L’amour devient le miroir des âmes anéanties : plus on épouse l’étrangeté avec ce qu’elle contient de laideur visqueuse, difforme ou bossue, plus on croit toucher Dieu en embrassant le bouc. Selon cette dialectique morbide, la négation de soi conduit à la furor amoris, Amour Pur qui recherche la fusion plutôt que l’union, aboutissant à une liaison éminemment dangereuse. Monstres héritiers d’une telle sensiblerie nihiliste, le dandy et la femme fatale, goule qui a délaissé le surnaturel des premiers récits gothiques, rivalisent d’indifférence, singeant les dieux impassibles et leur pouvoir de vie et de mort.
Leur misogynie agressive est un moyen de mettre à distance le corps féminin, lui-même considéré comme un instrument ou réduit à ses crises menstruelles, pour mieux justifier ses éventuelles infidélités, le confortable rapport dominant-dominé, et ainsi occulter sa croissance spirituelle.
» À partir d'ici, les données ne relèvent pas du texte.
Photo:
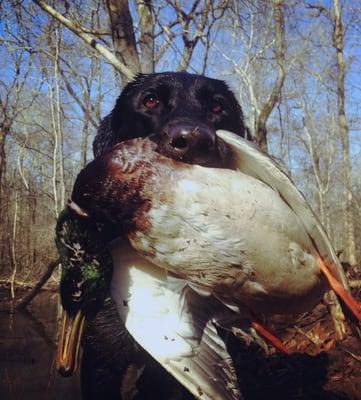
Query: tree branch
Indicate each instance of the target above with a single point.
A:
(102, 50)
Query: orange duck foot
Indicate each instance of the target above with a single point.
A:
(270, 337)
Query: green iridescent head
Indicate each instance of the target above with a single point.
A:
(86, 264)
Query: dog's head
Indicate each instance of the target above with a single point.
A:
(179, 111)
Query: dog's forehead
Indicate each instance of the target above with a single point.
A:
(181, 81)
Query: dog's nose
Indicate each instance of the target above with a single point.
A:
(184, 138)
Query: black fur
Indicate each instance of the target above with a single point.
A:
(182, 97)
(186, 102)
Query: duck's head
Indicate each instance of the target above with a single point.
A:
(86, 272)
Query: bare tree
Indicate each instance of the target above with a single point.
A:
(338, 42)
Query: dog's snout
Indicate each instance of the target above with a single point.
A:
(185, 138)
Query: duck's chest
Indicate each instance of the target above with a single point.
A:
(229, 231)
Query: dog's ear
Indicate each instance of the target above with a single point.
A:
(124, 122)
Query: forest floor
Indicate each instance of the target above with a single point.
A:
(321, 366)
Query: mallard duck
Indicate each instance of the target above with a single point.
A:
(86, 274)
(205, 247)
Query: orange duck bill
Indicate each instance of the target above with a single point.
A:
(69, 340)
(353, 305)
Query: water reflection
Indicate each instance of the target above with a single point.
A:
(27, 348)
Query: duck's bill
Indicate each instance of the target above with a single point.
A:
(69, 343)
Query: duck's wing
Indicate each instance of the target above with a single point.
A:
(175, 323)
(249, 159)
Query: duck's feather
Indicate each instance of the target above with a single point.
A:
(175, 323)
(250, 160)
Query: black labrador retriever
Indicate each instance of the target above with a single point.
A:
(181, 113)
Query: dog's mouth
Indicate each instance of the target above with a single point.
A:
(184, 150)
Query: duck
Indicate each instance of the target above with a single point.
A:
(85, 277)
(197, 248)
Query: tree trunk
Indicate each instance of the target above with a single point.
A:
(349, 230)
(36, 289)
(146, 25)
(261, 129)
(121, 25)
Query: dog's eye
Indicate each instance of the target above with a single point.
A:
(217, 106)
(150, 101)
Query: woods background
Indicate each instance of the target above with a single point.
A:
(295, 67)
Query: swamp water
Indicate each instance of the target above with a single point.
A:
(27, 350)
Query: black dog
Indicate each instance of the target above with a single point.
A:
(181, 113)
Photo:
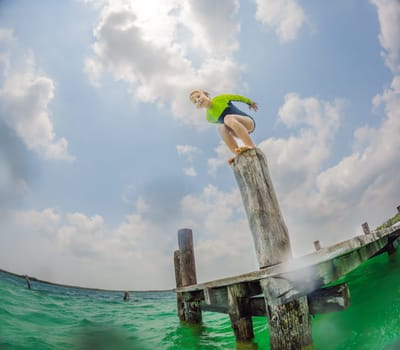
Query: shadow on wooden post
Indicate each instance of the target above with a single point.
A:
(290, 323)
(185, 275)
Leur froideur de marbre, l’effroi qu’ils cherchent à inspirer, dissimulent une voracité érotique, une libido scientiendi. Serpents les uns pour les autres, du persiflage au sang-froid qu’ils affectent de maintenir, ils dépendent férocement du regard de l’autre comme, de toute son âme anéantie, la béguine s’effaçait dans son Autre, pour mieux y mourir ; de son côté, la mante religieuse se fond dans l’univers de la victime qu’elle va dévorer. Ce désir de mort manifeste à vif une volonté de puissance où le corps est, comme prix à payer, offert en sacrifice, l’un à la non-volonté, l’autre à la débauche, jusqu’à la perdition. Ils confondent le suicide avec le martyre : chez le martyr, le corps se donne ; dans le suicide, il s’oublie.
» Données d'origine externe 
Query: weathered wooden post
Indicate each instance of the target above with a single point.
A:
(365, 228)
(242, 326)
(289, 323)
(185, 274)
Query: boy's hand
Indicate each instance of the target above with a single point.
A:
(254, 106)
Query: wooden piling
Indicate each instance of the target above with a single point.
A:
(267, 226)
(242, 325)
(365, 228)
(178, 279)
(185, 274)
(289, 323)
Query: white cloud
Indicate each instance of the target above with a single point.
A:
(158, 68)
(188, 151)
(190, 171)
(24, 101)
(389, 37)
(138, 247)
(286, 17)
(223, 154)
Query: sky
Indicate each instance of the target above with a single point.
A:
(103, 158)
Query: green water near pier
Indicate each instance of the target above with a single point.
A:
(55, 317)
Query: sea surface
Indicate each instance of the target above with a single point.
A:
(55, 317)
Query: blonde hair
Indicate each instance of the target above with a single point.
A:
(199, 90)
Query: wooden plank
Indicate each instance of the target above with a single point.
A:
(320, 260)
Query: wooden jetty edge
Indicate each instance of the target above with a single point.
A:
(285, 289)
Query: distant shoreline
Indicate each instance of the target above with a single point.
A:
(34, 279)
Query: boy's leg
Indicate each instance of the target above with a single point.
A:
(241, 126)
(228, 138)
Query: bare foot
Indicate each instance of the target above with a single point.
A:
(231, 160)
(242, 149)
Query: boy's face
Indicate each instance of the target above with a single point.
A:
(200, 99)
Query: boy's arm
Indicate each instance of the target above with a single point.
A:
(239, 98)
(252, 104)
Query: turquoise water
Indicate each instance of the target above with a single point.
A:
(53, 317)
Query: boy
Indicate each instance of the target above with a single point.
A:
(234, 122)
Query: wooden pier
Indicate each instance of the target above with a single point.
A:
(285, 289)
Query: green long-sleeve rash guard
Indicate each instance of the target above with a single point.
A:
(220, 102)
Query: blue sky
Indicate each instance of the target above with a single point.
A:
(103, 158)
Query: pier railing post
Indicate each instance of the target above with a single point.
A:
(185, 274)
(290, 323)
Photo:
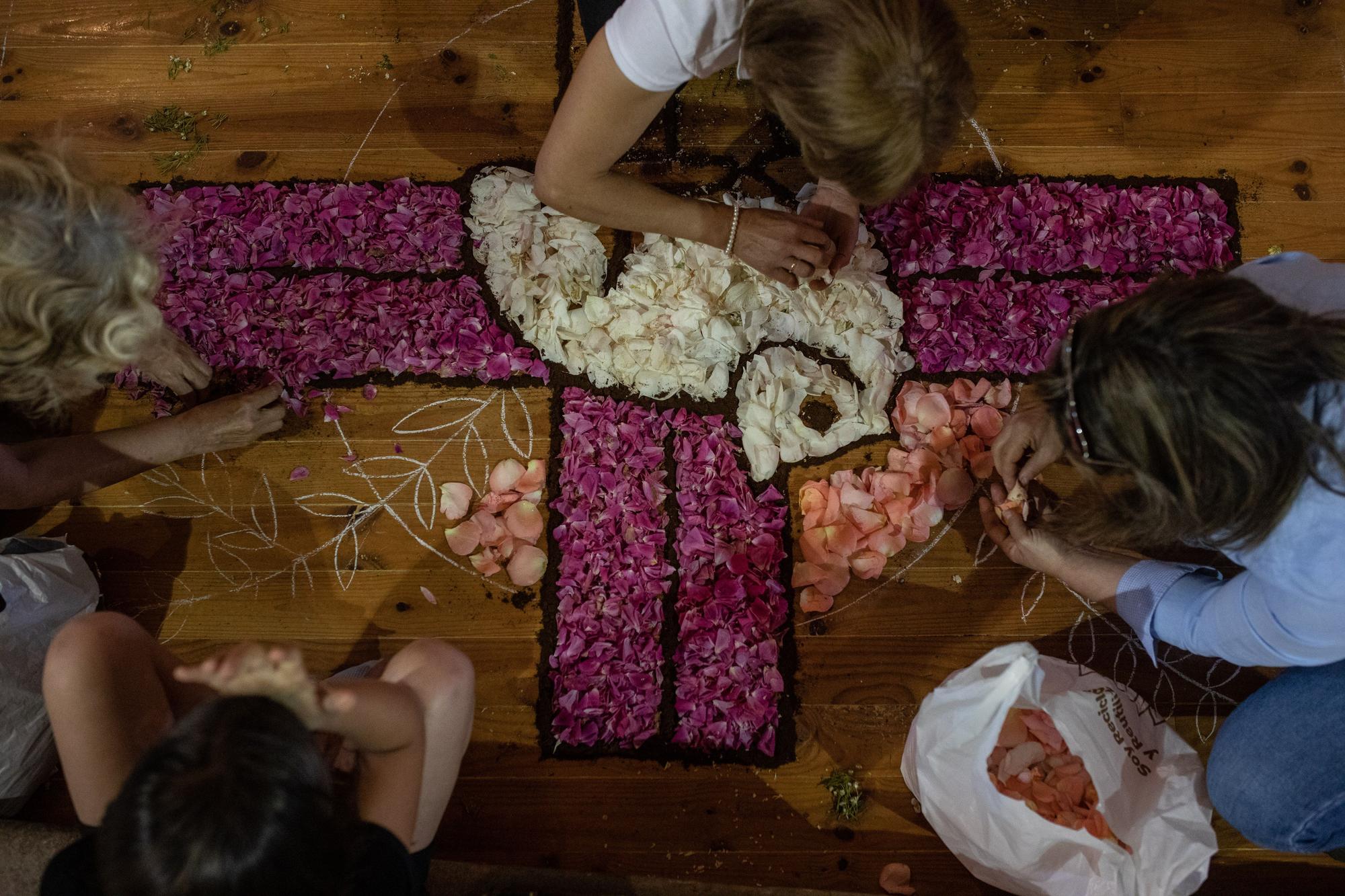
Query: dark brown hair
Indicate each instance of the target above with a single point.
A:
(235, 801)
(1191, 397)
(875, 91)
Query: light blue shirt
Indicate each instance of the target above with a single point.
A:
(1288, 608)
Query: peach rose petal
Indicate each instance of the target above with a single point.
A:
(455, 499)
(814, 544)
(987, 423)
(896, 879)
(485, 563)
(868, 564)
(528, 565)
(506, 474)
(525, 521)
(983, 464)
(853, 495)
(533, 478)
(954, 487)
(496, 502)
(813, 502)
(944, 439)
(887, 542)
(465, 537)
(843, 538)
(1013, 732)
(493, 530)
(933, 411)
(814, 602)
(867, 521)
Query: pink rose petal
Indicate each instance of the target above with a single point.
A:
(533, 478)
(455, 499)
(524, 521)
(505, 475)
(465, 537)
(895, 879)
(814, 602)
(528, 565)
(486, 563)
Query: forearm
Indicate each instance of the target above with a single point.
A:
(1094, 573)
(48, 471)
(626, 202)
(385, 717)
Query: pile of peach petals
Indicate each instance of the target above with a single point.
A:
(504, 528)
(1031, 762)
(856, 521)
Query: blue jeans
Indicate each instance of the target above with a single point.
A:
(1277, 771)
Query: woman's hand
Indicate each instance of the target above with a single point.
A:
(1031, 430)
(254, 670)
(1023, 544)
(837, 213)
(233, 421)
(171, 362)
(785, 247)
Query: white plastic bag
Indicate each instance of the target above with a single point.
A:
(1151, 783)
(44, 583)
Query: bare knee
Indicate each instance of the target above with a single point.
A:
(439, 673)
(85, 646)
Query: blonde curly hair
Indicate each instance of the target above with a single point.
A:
(77, 280)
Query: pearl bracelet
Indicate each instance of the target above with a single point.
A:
(734, 229)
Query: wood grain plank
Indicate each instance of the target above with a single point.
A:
(311, 22)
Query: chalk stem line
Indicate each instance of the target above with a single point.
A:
(985, 139)
(485, 21)
(377, 119)
(5, 45)
(381, 503)
(930, 545)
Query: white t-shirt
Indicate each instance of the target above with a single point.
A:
(661, 45)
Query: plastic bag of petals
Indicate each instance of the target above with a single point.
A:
(1087, 790)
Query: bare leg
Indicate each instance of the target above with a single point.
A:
(111, 694)
(446, 685)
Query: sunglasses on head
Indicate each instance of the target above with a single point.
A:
(1077, 427)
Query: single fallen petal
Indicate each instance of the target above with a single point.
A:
(896, 879)
(527, 565)
(814, 602)
(455, 499)
(525, 521)
(533, 478)
(465, 537)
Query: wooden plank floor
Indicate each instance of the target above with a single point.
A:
(225, 548)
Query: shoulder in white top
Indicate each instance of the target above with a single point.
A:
(661, 45)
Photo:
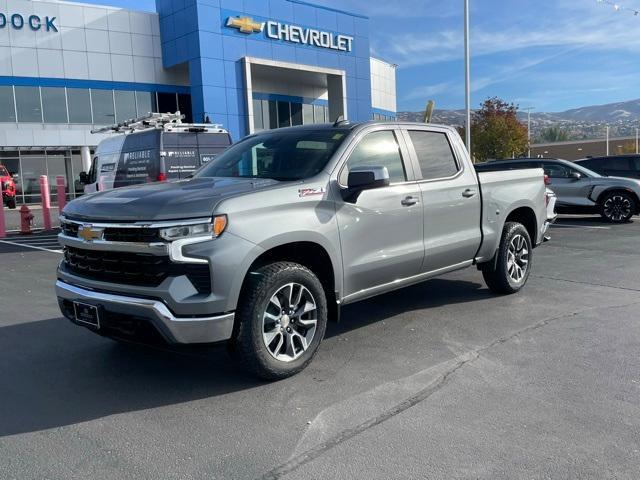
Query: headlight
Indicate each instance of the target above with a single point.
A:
(212, 229)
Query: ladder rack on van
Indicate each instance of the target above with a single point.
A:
(171, 122)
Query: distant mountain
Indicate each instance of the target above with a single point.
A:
(579, 123)
(611, 112)
(601, 113)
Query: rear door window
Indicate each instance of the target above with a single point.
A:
(435, 154)
(620, 164)
(557, 170)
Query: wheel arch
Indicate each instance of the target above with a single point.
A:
(527, 217)
(611, 190)
(310, 254)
En crise permanente, l’âme romantique traduit une posture libertine où le sentiment de culpabilité est piétiné dans un éternel « ce n’est pas ma faute ». Le romantisme se révèle alors cache-sexe du libertinage. Son emphase lyrique est au service d’une libido sciendi : « Ma tête seule fermentait ; je ne désirais pas de jouir, je voulais savoir. » confie la Marquise de Merteuil au Vicomte de Valmont dans Les liaisons dangereuses.
En préférant la chute, son risque et sa fuite esthétique, à l’amour créateur qui honore une promesse vivante, la ferveur intellectuelle obéit à une thérapie intérieure non dénuée d’individualisme. Gnostique, il fait de la connaissance de son néant la condition d’un salut. Ce n’est pas dans la vérité qu’il veut vivre, mais dans le savoir de son propre péché. Ce savoir, c’est le reflet de son âme anéantie, prisonnière d’un nihilisme vécu comme lucidité froide sur les choses quand il n’est que luxe de la vitalité et complaisance esthétique vis-à-vis de ses petits péchés mignons, poussant Ernest Hello à casser le miroir de ces tristes sires avec « des éclats de rire capables d’ébranler le monde. Ce bruit est peut-être le seul bruit qui les réveillerait de leur sommeil ».